Presidio del territorio sino all’armistizio
Il 31° rimasto a Giorguzzati dopo la fine del conflitto, fu raggiunto dal III Btg. L. distaccato per tutta la campagna presso la 9* Armata e da tutti i reparti sparsi in Albania, compresi i Btg. complementi, iniziando quindi un’opera di riordino dei mezzi alquanto malconci. Quando a metà maggio il Rgt. raggiunse Durazzo i quattro battaglioni carri L. erano al completo di mezzi e personale, mentre il IV medi, nonostante il recupero dei mezzi lasciati sui monti al confine con la Grecia, non allineava più di quattordici carri. Intorno al 20 maggio partivano i convogli verso l’Italia ed il 31° finalmente ritornava nei suoi accasermamenti alle foci del Tagliamento.
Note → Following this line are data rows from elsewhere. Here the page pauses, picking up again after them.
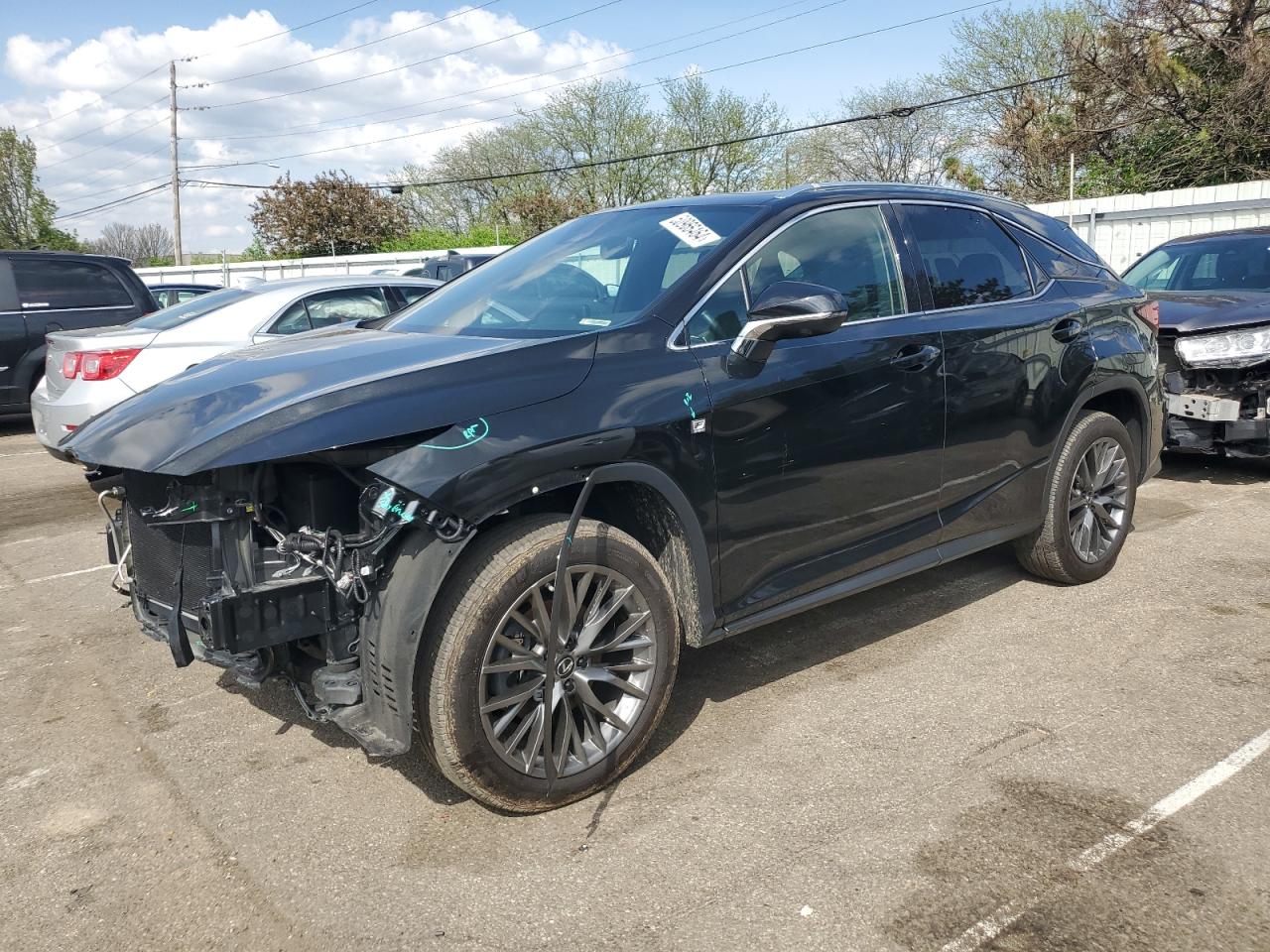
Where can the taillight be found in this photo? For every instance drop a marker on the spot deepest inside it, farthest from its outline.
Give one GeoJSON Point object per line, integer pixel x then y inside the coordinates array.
{"type": "Point", "coordinates": [104, 365]}
{"type": "Point", "coordinates": [1150, 312]}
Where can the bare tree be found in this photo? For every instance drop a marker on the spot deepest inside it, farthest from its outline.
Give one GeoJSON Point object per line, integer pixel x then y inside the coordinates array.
{"type": "Point", "coordinates": [26, 211]}
{"type": "Point", "coordinates": [899, 145]}
{"type": "Point", "coordinates": [695, 114]}
{"type": "Point", "coordinates": [137, 243]}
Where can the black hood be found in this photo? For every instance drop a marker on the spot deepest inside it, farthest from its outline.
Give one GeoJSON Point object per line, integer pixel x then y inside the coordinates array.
{"type": "Point", "coordinates": [325, 390]}
{"type": "Point", "coordinates": [1192, 311]}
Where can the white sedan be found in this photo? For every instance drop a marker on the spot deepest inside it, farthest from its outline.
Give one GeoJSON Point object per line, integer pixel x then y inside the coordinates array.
{"type": "Point", "coordinates": [90, 371]}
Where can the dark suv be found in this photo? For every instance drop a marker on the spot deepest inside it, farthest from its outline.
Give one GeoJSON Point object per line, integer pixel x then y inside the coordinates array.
{"type": "Point", "coordinates": [493, 521]}
{"type": "Point", "coordinates": [49, 291]}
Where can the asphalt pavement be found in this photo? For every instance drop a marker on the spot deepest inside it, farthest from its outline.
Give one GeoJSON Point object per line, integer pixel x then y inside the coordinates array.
{"type": "Point", "coordinates": [921, 767]}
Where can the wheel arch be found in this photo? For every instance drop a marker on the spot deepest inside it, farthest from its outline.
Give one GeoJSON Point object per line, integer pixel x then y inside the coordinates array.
{"type": "Point", "coordinates": [1123, 398]}
{"type": "Point", "coordinates": [636, 498]}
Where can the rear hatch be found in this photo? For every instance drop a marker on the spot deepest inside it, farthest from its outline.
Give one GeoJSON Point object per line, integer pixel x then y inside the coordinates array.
{"type": "Point", "coordinates": [62, 343]}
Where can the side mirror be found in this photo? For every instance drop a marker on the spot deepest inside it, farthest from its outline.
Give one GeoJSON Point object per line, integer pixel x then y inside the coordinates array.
{"type": "Point", "coordinates": [789, 308]}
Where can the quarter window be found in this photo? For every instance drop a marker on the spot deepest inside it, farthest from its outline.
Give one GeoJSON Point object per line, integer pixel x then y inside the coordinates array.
{"type": "Point", "coordinates": [331, 307]}
{"type": "Point", "coordinates": [53, 285]}
{"type": "Point", "coordinates": [846, 249]}
{"type": "Point", "coordinates": [722, 313]}
{"type": "Point", "coordinates": [968, 258]}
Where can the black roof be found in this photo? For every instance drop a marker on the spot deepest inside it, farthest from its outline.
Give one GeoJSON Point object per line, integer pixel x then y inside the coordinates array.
{"type": "Point", "coordinates": [838, 189]}
{"type": "Point", "coordinates": [68, 255]}
{"type": "Point", "coordinates": [1228, 232]}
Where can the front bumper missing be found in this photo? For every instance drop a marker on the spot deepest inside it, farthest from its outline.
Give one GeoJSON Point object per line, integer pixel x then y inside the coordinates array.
{"type": "Point", "coordinates": [1213, 416]}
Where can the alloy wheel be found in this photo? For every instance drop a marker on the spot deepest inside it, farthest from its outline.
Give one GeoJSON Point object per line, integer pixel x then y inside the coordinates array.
{"type": "Point", "coordinates": [1097, 503]}
{"type": "Point", "coordinates": [603, 673]}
Finita la guerra iniziava un periodo di stasi poiché,a differenza della Jugoslavia, la ribellione non si manifestò immediatamente, salvo le regioni al confine con il Montenegro. Tra le truppe rimaste in Albania come truppa presidiarla,senza dubbio erano presenti reparti corazzati e blindati, in quanto oltre alla GaF con Fiat 3000, dallo scarso valore bellico, furono inviati vari reparti di Cavalleria, inseriti poi nel raggruppamento celere dell’Albania. Tra questi il 19° Rgt. Cavalleggeri Guide che tra la fine del ‘42 e l’inizio del ‘43 ebbe un gruppo squadroni equipaggiato con carri L.6, operando con funzioni di ordine pubblico e truppa di presidio. Il 1° Rgt. “Nizza Cavalleria” nel ‘43 aveva il IV gruppo con L.6 e AB 41 dislocato a Dibra, il 13° Rgt. “Cavalleggeri di Monferrato” aveva il IV gruppo anch’esso su L.6 a Berat e probabilmente anche il Rgt. “Lancieri di Firenze” aveva un gruppo corazzato. E’ altresì probabile che compagnie autonome di carri L.3 siano state costituite, come unità mobili di rinforzo, a somiglianza di quanto avvenuto in Jugoslavia. Poi con l’8 settembre anche in Albania ci fu chi lottò contro i tedeschi, chi si arrese, chi si unì alla guerriglia e chi aderì alla R.S.I., ma questa è un’altra storia.
Appunti sui mezzi
I carri M13/40 appartenevano alla prima serie, quindi erano senza apparecchiatura radio, avevano i parafanghi lunghi, il martinetto sul parafango anteriore, due rulli di scorta posteriori, sulla torretta era assente la protuberanza che permetteva una maggiore depressione del cannone. Erano verniciati in grigioverde con il disco bianco, per l’identificazione aerea, dipinto sulla torretta. I carri L.3 e L.3 lanciafiamme erano verniciati in grigioverde, alcuni furono mimetizzati successivamente con macchie sabbia, i carri L.6 in giallo sabbia, le AB 41 giallo scuro o giallo scuro con mimetizzazione verde medio.